Ces deux parties du numéro, sur les programmes et les manuels, sont donc sévères. Avec élégance, Le Débat a donné d'abord la parole à Alain Viala, qui a présidé, de 1992 à 2002, la commission chargée de la réforme, et qui, attendrissant, se dit lui-même « malheureux » des « dérives technicistes » qu'il observe, tout en protestant qu'elles ne sont pas « le fait des programmes » : ceux-ci sont passés par l'alambic des manuels.

 

La bonne idée de la revue a été de soumettre lesdits manuels à la lecture de quelques écrivains, qui en sont sortis déconfits. Pour Régis Debray, qui fait rarement preuve de complicité avec notre époque, « l'émiettement, le saut de puce, le zapping correspondent sans doute mieux à l'actuel besoin de s'éclater» Il espère que, vers 2080, « les beaux textes reviendront, par ordre chronologique et de complexité ». Marc Fumaroli insiste sur l'obsession de l'argumentation, « au centre stratégique du manuel » ; une théorie qui peut être utile, mais qui « ne nous apprend strictement rien ni sur l'art littéraire ni sur l'intelligence, extra-communicationnelle et extra-argumentative, qu'il se propose d'établir avec le lecteur. » Jean d'Ormesson note, entre autres, qu'un mot est banni de ces manuels, celui d'admiration. Mona Ozouf observe, elle, avec pertinence : « Des textes tronqués défilent comme à la parade, égalisés par le « genre » auquel il faut les rattacher, banalisés et aplatis par des comparaisons incongrues. » Bernard Pivot s'étonne devant les 528 pages d'un manuel de seconde : « Quel esprit tordu a pu impunément produire et diffuser un tel charabia ? » Philippe Sollers sort de sa lecture « tourneboulé » par cette « sorte de Disneyland où tout serait rapproché de tout », et dévoile l'idéologie de l'entreprise : le « refoulement de l'histoire », ajoutant : « Nous sommes indubitablement en présence d'un travail de décérébration, de décervelage, pour parler comme le Père Ubu, dont je n'ai pas besoin de dire qu'il n'apparaît jamais, un décervelage sous alibi, habillé, perruqué comme il faut ».

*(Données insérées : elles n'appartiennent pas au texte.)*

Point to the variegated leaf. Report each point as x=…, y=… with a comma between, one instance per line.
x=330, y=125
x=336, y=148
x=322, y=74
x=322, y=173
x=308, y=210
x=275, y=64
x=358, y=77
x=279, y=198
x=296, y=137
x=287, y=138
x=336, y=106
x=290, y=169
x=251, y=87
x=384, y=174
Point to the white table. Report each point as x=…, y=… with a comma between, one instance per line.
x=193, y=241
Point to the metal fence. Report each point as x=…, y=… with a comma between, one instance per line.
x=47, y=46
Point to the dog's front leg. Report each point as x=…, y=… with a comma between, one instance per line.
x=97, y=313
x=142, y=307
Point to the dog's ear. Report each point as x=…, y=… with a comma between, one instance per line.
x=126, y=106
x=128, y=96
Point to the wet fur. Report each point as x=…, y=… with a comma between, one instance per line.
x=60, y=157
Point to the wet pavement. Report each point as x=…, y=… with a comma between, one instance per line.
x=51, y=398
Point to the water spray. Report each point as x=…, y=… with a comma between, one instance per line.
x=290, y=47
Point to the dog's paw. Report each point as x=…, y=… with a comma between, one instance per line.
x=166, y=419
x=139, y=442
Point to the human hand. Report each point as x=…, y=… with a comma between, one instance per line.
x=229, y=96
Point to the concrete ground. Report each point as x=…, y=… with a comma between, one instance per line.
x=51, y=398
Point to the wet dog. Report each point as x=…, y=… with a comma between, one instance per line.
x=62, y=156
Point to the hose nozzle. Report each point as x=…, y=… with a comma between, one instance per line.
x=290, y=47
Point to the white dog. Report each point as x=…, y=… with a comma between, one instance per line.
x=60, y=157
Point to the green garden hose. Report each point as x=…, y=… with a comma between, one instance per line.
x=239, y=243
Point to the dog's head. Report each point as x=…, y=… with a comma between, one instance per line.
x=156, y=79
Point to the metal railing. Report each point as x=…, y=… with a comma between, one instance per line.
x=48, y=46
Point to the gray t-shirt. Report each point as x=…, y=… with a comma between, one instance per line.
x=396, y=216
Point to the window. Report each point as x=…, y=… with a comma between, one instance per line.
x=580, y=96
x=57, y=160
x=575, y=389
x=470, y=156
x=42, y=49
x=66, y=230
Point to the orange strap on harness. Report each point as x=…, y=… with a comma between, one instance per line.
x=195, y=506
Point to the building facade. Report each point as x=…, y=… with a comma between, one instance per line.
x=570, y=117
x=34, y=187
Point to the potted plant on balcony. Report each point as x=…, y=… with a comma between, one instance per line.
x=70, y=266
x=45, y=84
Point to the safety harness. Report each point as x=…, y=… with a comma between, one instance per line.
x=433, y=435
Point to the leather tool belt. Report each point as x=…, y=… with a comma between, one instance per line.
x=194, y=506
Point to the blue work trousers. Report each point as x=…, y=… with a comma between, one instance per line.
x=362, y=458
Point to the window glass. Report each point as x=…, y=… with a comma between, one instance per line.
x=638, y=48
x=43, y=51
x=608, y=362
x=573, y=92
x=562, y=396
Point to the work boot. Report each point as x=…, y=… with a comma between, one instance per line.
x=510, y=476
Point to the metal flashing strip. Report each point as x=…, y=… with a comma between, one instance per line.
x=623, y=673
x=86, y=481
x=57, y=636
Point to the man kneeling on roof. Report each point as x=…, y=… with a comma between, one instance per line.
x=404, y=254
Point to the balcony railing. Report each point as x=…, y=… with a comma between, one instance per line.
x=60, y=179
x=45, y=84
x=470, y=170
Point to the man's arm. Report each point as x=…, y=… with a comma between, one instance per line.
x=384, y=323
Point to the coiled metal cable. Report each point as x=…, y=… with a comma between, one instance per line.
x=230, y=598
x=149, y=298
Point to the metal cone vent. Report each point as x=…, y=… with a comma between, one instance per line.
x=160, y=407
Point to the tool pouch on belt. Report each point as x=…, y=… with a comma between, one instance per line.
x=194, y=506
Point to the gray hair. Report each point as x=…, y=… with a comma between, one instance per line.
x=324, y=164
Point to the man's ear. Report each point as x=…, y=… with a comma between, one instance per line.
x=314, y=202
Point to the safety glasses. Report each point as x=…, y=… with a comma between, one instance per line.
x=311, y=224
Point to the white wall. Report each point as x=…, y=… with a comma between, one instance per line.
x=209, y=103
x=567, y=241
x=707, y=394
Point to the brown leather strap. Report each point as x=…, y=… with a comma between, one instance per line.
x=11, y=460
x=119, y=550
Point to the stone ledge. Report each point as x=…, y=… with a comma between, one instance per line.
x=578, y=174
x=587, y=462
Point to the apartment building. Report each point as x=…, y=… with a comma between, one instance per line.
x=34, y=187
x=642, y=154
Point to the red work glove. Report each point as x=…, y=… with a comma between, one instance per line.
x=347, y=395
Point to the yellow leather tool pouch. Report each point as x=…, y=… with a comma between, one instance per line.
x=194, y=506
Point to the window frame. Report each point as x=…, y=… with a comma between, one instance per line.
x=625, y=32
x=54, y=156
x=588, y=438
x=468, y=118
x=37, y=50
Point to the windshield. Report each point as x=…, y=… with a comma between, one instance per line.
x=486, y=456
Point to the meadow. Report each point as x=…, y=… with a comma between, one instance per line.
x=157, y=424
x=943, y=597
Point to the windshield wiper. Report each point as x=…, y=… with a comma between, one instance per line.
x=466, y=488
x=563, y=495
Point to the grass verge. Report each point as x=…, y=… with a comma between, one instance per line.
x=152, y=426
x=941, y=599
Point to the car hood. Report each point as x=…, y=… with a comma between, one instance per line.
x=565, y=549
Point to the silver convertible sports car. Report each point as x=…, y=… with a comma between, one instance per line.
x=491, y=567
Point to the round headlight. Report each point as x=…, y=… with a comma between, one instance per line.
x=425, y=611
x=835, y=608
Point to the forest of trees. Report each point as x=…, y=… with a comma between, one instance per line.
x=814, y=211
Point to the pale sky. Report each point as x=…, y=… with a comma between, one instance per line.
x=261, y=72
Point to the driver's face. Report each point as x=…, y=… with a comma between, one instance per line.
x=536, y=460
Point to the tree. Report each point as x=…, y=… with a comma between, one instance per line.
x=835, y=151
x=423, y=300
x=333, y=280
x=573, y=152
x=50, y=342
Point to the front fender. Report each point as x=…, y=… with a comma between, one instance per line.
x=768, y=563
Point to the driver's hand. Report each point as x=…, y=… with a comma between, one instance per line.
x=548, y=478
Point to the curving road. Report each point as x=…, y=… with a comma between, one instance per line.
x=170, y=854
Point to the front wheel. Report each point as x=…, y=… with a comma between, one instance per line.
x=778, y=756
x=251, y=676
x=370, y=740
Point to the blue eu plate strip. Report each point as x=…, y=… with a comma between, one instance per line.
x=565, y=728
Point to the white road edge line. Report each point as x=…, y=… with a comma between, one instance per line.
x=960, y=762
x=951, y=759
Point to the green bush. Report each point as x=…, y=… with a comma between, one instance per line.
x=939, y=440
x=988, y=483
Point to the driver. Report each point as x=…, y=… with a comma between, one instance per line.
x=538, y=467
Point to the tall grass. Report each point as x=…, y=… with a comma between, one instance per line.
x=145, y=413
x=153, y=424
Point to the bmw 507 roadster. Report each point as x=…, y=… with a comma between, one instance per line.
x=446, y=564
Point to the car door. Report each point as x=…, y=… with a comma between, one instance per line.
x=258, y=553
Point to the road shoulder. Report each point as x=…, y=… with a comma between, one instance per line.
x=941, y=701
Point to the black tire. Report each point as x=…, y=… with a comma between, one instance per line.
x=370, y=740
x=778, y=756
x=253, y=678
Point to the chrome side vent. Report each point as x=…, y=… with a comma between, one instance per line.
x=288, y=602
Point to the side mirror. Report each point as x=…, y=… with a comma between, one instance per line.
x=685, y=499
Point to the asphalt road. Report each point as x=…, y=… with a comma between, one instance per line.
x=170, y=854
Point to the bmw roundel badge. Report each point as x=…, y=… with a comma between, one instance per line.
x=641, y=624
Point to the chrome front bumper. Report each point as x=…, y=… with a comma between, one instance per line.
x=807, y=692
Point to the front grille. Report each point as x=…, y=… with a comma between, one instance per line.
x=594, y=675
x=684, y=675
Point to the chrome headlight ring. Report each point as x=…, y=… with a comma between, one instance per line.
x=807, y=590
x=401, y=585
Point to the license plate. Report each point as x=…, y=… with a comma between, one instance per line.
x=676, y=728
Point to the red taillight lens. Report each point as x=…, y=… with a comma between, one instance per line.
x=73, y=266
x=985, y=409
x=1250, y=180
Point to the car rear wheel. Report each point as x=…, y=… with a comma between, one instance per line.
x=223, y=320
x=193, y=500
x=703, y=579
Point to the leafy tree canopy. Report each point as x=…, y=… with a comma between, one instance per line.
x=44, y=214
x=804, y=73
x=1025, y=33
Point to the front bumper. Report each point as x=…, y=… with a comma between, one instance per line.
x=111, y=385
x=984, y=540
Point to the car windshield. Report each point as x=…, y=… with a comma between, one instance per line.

Ce dossier, qui doit beaucoup à Henri Mitterrand son principal animateur, ne s'arrête pas là, car deux autres parties suivent, sur l'enseignement et sur la lecture. Contributions de jeunes professeurs, plaidoyers et repentirs, professions de foi, récits d'expérience morne ou bilan de réussite, mais aussi cris désespérés (Pierre Bergounioux nous explique les doutes qu'il a sur la possibilité d'une « existence future » pour la langue et la littérature, dans un brillant article qu'une nouvelle édition de manuel pourra associer aux « sanglots longs des violons » de Verlaine, et à quelque chanson d'Édith Piaf)...

Je ne dirai pas que c'est un régal, car on ne savoure pas en général un avis mortuaire ou le lamento des derniers des Mohicans, mais cette lecture sera pour beaucoup une révélation, pour tous un diagnostic, et, sous la relative modération des plumes conjuguées, un vrai cri de colère contre les didacticiens, qui n'est que l'expression d'une passion partagée pour la langue et la littérature. À lire, de toute nécessité !

Y compris par M. Gilles de Robien, notre nouveau ministre de l'Éducation nationale.

 

Michel Winock

 

Le Débat, numéro 135, mai-août 2005, 14,50 €.